Prognostic Influence of Light Rheography Measurement of Patients With Secondary Raynaud Syndrome With Ulcers on Hands

Not Applicable

• Conditions: Raynaud's Phenomenon; Skin Necrosis
• Interventions: Drug: Prostavasin; Drug: Tracleer

• Registration Number: NCT01378845
• Lead Sponsor: Christoph Hehrlein

Brief Summary

The purpose of this study is to evaluate the prognostic influence of light rheography measurement at the fingertips from subjects with secundary Raynaud syndrome.

Detailed Description

Digital Ulcers (DU) belong to one of the most prevalent complications of systemic scleroses, leading in course to considerable impairment in everyday and professional life. The aetiology of the emergence of DU in patients with systemic scleroses (SSc) is complex, whereas the disease itself is primarily characterized by a vasculopathy of the small arterial vessels. In the course of the disease this chronic infection leads to fibrotic intimal hyperplasia, adventitial fibrosis, and thus to a significant lumen narrowing.

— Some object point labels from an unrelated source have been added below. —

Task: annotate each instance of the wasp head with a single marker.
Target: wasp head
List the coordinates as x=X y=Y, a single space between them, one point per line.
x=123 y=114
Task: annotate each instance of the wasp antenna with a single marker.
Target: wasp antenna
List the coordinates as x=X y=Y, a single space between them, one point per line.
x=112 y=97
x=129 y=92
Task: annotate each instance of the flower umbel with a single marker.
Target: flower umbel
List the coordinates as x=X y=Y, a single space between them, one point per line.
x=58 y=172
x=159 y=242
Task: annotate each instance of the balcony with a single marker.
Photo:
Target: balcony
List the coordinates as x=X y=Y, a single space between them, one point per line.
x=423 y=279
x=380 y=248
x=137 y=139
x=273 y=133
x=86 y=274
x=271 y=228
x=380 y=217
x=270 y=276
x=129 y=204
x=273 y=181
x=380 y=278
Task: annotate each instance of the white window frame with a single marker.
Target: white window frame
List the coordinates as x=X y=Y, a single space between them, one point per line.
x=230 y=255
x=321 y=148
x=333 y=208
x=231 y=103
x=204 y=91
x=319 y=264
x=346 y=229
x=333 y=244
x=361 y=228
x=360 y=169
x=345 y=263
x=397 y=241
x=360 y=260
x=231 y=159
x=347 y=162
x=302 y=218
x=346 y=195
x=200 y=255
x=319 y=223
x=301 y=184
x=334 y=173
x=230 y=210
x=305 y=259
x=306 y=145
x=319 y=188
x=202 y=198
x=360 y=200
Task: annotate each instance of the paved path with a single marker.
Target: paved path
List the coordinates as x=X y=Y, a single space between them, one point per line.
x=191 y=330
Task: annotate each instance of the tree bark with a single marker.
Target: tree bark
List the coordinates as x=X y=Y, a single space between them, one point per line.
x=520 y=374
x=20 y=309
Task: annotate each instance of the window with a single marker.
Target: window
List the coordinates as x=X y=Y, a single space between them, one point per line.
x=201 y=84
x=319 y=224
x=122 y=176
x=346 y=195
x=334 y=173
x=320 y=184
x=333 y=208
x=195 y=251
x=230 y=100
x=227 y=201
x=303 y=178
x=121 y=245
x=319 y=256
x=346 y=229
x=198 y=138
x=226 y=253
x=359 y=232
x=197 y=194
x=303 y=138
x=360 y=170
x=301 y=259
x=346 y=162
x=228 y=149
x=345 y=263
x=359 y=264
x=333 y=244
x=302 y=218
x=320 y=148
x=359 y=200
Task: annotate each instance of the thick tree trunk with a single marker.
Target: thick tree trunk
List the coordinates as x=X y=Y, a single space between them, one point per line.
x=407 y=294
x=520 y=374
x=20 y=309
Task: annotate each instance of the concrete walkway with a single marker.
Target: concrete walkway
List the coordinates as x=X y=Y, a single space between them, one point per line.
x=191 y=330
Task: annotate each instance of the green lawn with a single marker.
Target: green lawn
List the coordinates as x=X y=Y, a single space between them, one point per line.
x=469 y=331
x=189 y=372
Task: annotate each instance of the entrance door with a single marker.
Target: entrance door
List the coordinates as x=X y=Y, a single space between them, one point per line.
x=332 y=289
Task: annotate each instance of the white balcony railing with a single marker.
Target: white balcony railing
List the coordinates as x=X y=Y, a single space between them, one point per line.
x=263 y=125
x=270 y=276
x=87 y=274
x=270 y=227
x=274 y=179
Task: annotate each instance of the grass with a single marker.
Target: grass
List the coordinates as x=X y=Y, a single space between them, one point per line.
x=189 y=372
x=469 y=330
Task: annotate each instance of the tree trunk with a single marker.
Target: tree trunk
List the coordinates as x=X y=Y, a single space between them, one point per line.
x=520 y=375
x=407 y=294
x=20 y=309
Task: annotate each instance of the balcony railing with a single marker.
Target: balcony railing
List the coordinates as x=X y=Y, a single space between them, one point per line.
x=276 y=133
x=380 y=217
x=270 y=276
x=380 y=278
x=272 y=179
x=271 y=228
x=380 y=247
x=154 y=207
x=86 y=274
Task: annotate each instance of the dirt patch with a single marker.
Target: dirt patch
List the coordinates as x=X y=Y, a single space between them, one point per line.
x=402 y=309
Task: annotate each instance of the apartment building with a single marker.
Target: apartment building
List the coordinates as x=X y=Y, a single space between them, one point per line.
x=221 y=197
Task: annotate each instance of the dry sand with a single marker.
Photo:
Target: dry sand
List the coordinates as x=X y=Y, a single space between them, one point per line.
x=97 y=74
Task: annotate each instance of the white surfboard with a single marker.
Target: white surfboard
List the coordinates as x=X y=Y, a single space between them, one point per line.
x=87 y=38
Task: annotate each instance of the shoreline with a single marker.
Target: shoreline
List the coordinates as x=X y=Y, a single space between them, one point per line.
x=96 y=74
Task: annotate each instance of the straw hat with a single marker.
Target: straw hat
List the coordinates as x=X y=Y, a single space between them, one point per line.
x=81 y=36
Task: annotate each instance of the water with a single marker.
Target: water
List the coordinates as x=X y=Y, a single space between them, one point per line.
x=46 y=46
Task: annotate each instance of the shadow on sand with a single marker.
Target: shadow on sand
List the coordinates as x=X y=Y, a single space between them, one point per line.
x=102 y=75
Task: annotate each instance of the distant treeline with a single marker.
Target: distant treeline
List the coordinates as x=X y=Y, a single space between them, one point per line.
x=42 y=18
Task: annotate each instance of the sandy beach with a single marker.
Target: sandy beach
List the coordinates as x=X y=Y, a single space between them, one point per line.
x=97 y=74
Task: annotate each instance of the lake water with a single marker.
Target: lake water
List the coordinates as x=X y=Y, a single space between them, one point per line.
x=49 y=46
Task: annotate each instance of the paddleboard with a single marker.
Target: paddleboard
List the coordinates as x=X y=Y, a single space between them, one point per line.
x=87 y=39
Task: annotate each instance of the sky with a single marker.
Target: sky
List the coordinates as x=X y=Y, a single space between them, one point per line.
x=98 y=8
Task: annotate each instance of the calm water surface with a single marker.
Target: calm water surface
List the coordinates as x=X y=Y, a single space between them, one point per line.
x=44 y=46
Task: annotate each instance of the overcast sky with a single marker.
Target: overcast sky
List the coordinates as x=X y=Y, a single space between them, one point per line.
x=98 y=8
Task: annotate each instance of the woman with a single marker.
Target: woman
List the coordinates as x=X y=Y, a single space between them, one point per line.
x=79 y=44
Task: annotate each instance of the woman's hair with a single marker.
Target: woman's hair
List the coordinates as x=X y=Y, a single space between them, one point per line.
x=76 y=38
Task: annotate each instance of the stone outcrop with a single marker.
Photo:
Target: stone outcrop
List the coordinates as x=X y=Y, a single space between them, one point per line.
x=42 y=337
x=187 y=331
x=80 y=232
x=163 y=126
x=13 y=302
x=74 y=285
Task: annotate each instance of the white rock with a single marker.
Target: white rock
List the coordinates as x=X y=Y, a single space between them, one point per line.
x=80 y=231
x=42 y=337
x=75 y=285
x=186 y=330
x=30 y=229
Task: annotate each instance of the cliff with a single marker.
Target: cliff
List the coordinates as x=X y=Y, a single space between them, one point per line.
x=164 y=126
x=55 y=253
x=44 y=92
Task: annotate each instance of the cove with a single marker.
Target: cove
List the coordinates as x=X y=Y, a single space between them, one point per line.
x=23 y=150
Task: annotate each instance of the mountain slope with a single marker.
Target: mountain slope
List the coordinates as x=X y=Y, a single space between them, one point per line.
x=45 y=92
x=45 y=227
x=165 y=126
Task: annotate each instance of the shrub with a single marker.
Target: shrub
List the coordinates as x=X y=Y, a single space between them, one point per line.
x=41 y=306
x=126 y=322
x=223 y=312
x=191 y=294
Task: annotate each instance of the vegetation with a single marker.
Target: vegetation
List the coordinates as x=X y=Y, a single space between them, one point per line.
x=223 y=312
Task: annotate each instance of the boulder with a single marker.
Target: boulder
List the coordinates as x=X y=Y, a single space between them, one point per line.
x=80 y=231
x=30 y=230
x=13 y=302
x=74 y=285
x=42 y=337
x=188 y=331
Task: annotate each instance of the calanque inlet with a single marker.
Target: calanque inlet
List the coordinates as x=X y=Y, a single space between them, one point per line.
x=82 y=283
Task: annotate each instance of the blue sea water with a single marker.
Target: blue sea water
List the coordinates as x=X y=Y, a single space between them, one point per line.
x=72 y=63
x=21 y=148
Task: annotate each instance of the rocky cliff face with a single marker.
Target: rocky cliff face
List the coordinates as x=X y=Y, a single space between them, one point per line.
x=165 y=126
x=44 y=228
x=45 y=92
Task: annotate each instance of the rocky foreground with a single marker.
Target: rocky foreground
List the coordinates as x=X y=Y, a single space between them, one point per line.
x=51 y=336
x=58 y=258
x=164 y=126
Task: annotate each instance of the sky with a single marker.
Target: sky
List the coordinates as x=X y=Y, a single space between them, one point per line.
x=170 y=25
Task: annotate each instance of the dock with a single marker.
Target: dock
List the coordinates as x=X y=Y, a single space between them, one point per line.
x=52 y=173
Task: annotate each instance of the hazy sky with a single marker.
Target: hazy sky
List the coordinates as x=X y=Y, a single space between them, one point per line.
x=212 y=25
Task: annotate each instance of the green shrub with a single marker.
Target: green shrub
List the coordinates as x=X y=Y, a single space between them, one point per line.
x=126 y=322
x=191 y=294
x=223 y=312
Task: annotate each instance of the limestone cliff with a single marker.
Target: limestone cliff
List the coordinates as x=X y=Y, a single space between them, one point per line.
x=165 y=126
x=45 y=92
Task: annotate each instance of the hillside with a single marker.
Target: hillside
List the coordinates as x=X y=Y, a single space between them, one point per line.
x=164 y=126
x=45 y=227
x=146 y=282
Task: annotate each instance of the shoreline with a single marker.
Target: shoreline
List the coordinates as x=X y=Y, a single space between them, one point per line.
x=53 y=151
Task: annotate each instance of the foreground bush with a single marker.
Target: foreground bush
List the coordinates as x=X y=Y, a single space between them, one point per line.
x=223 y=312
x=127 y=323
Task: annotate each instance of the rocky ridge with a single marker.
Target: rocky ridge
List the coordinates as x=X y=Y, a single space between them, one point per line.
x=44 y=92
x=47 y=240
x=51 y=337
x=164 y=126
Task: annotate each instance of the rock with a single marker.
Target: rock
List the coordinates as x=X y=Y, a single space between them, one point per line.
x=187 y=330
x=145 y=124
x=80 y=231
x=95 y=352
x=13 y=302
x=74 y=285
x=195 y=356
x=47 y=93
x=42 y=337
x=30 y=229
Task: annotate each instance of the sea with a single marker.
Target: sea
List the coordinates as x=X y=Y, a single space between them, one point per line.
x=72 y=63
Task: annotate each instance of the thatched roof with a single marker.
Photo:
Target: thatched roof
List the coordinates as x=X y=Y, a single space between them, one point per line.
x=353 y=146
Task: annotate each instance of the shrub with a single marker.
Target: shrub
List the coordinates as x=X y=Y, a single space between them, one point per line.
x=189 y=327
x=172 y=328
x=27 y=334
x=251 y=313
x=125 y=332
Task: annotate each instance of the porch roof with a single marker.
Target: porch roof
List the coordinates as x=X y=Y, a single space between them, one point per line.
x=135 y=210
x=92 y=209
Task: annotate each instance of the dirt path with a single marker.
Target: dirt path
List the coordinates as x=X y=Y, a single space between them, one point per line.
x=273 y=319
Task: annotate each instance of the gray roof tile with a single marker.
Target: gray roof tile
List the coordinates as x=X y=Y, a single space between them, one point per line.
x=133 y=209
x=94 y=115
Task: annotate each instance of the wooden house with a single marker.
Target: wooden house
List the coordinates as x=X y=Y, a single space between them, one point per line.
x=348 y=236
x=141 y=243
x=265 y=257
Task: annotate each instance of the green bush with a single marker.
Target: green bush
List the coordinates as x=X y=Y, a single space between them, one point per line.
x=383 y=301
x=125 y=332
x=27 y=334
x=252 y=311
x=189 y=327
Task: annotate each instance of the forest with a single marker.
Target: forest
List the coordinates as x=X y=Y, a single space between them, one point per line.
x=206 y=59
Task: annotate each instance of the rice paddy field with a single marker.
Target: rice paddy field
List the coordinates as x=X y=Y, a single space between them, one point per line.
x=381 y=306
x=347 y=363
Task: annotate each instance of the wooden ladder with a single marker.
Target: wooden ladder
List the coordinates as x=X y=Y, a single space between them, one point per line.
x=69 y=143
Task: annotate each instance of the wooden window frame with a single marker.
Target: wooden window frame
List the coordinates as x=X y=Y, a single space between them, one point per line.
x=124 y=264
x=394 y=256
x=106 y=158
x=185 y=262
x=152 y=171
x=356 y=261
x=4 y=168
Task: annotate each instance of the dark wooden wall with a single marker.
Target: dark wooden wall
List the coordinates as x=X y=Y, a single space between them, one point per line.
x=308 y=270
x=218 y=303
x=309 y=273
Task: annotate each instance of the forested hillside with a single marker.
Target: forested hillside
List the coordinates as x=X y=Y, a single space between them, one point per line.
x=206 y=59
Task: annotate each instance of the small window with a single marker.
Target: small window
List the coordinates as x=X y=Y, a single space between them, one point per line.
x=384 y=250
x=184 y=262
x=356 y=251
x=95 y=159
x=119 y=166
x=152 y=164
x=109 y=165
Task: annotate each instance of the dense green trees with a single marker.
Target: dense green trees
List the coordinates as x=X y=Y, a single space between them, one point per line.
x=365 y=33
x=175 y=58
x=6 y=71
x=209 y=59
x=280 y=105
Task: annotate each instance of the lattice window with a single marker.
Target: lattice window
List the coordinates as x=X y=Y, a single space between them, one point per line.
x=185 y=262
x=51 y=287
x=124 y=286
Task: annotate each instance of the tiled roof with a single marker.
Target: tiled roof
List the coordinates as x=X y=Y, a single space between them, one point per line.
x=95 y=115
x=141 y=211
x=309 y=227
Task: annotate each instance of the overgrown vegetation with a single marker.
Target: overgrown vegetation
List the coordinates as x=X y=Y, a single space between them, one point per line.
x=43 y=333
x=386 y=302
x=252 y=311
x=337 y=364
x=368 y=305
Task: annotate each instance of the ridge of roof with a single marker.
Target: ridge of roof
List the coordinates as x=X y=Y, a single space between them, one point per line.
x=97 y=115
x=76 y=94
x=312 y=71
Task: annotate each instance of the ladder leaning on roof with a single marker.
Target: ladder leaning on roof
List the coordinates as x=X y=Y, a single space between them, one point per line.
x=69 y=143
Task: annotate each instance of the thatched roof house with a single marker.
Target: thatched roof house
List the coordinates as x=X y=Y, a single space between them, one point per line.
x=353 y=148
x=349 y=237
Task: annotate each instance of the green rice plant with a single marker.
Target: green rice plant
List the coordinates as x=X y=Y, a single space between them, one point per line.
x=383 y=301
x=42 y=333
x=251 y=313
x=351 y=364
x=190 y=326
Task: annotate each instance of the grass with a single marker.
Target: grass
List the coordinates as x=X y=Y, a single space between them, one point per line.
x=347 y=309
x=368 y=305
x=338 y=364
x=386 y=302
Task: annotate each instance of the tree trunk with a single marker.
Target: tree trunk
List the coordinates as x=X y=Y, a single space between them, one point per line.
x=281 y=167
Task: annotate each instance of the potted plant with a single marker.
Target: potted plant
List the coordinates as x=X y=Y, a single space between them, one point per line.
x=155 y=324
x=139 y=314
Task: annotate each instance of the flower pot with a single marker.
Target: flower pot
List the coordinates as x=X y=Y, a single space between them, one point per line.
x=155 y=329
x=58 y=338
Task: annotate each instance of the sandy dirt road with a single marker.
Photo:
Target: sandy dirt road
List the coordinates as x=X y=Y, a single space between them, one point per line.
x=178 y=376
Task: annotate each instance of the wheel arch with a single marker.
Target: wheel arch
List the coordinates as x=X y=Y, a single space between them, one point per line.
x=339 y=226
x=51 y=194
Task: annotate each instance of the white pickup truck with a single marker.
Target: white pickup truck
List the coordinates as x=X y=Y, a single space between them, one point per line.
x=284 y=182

So far, a number of independent risk factors have been identified, such as male gender, chronic infections of the esophagus, pulmonary-arterial hypertension, evidence of specific antibodies (e.g. anti-Scl70) in the blood, or the a previous manifestation of a Raynoud Syndrom.

Study Timeline

• Study First Submitted: 2011-06-16
• Study First Submitted QC: 2011-06-20
• Study First Posted: 2011-06-22
• Study Start: 2011-07
• Status Verified: 2014-12
• Last Update Submitted: 2014-12-12
• Last Update Posted: 2014-12-15
• Primary Completion: 2015-06
• Study Completion: 2015-09

Recruitment & Eligibility

• Status: UNKNOWN
• Sex: All
• Target Recruitment: 30

Inclusion Criteria

• Subjects with Limited or diffuse systemic sclerosis/scleroderma with at least one ulcera at fingertip
• Age > 18 Years
• Weight > 40 Kg

Exclusion Criteria

• Sympathectomy
• Ulcers due to other condition (PVD, DM, Thromboangiitis obliterans etc.)
• Antibiotic concomitant medication
• Therapy with Prostanoids within the last 4 weeks
• Previous Bosentan therapy
• Severe liver and renal insufficiency(creatinin >2.0 mg/dl;AST/ALT > 3X UNL)
• severe cardiac- pulmonal diseases
• Untreated or therapy refractory Hypertension
• Noncompliance
• Pregnancy or nursing (Pregnancy test required)

Study & Design

• Study Type: INTERVENTIONAL
• Study Design: PARALLEL

Arm && Interventions

Group	Intervention	Description
Prostavasin	Prostavasin	-
Prostavasin + Bosentan	Prostavasin	-
Prostavasin + Bosentan	Tracleer	-

Primary Outcome Measures

Name	Time	Method
Quantification of the blood flow before, during and after the medical therapy	24 weeks	The primary objective of this study is defined by the dynamics of the (post)capillary blood flow before (baseline value) and 12 weeks after treatment, measured by means of the LRR. In doing so, the therapeutic effect, in terms of the change in (post)capillary blood flow after treatment compared to baseline value, is to be quantitatively determined.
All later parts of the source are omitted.